Scholarship Recipient: From Car Parks to Communities: How One Architect is Reshaping the Way New Zealand Builds

What does it take to transform how an entire industry builds communities? For Irene Boles, the answer starts with asking the right questions and listening deeply to the answers.

An architectural designer and educator based in Ōtautahi Christchurch, Irene brings over a decade of experience across architectural design, teaching, and community-led urban development. Now, supported by a CGF scholarship, she is completing a PhD at Auckland University of Technology, research that could reshape how New Zealand builds medium-density housing for generations to come.

Shaped by the Shakes

Irene's path into this field wasn't planned in a boardroom, it was forged in the rubble of Christchurch's post-earthquake recovery. Working on community-led regeneration projects in the years following the Canterbury earthquakes, she witnessed something that would come to define her entire career: that the most meaningful built environments are shaped by the people who live in them.

"Those experiences demonstrated how meaningful engagement and collective action can transform neighbourhoods," she reflects.

That conviction deepened further in 2016, when Irene encountered two collective housing advocates trying to develop medium-density housing in New Brighton, on three sites that were, at the time, nothing more than car parks. Together with her architecture students, she launched a collaboration that would span several years, creating a course called Design for Social Sustainability and developing proposals that experimented with medium-density living, incremental construction, and alternative ownership models.

Fast-forward nine years, and those three car parks are now residential developments, affordable, medium-density homes delivered by Kāinga Maha (Te Paka Maru). "This has been an absolutely outstanding outcome of the advocacy we were part of years ago," says Irene. For her, it is living proof that patient, community-led process produces real results.

Irene Boles presenting at a conference

Research That Builds Better

Irene's PhD at AUT focuses on how participatory design and community engagement can improve the delivery of medium-density housing across Aotearoa. Guided by Professor Amanda Yates, a respected Māori scholar whose mentorship has, in Irene's words, been "invaluable in strengthening the cultural, relational, and community-focused dimensions" of the research, she is developing practical tools and frameworks that help architects, developers, and communities collaborate more effectively throughout the design and planning process.

The goal is practical, not theoretical. Irene wants to hand the construction sector something it can actually use: clear strategies that reduce conflict, improve design outcomes, and support smoother project delivery from day one.

"I hope the research will support more collaborative, inclusive, and efficient development processes, helping the construction sector deliver housing that is not only well-designed, but also better integrated into existing neighbourhoods," she explains.

The Role of the Scholarship

Irene first learned about the CGF scholarship through professional networks within the construction and housing sector, including her involvement with ADNZ, where the programme is recognised as an important initiative supporting workforce development and innovation.

For her, the scholarship has done more than ease financial pressure. It has given her the space to focus. "It enables me to continue developing work that aims to deliver practical benefits to the construction and housing sector," she says. "I am very grateful for this support."

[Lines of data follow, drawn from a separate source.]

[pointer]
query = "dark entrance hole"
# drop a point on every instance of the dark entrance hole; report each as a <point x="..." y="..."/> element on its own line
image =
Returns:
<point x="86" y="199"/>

Building the Architect of the Future

Irene's research has reinforced a core belief: that successful construction projects depend not just on technical expertise, but on strong relationships and genuine communication between stakeholders. Architecture and construction, she argues, are fundamentally collaborative disciplines, and the profession needs to act like it.

Her role as Chair of Life in Vacant Spaces (LiVS), which works with communities to activate and shape the urban spaces they share, has further deepened this conviction. "Working with communities to shape the urban realm we are all sharing, living in, and caring for is the way forward for the role of the architect of the very near future," she says.

After completing her PhD, Irene plans to continue working at the intersection of research, education, and industry, sharing her findings through partnerships with practitioners, local authorities, and community organisations across Aotearoa.

CGF scholarships exist to support exactly this kind of thinking: professionals who are not just building careers, but building a better sector. Irene is doing both.

Congratulations, Irene. Your work is already shaping the communities of tomorrow.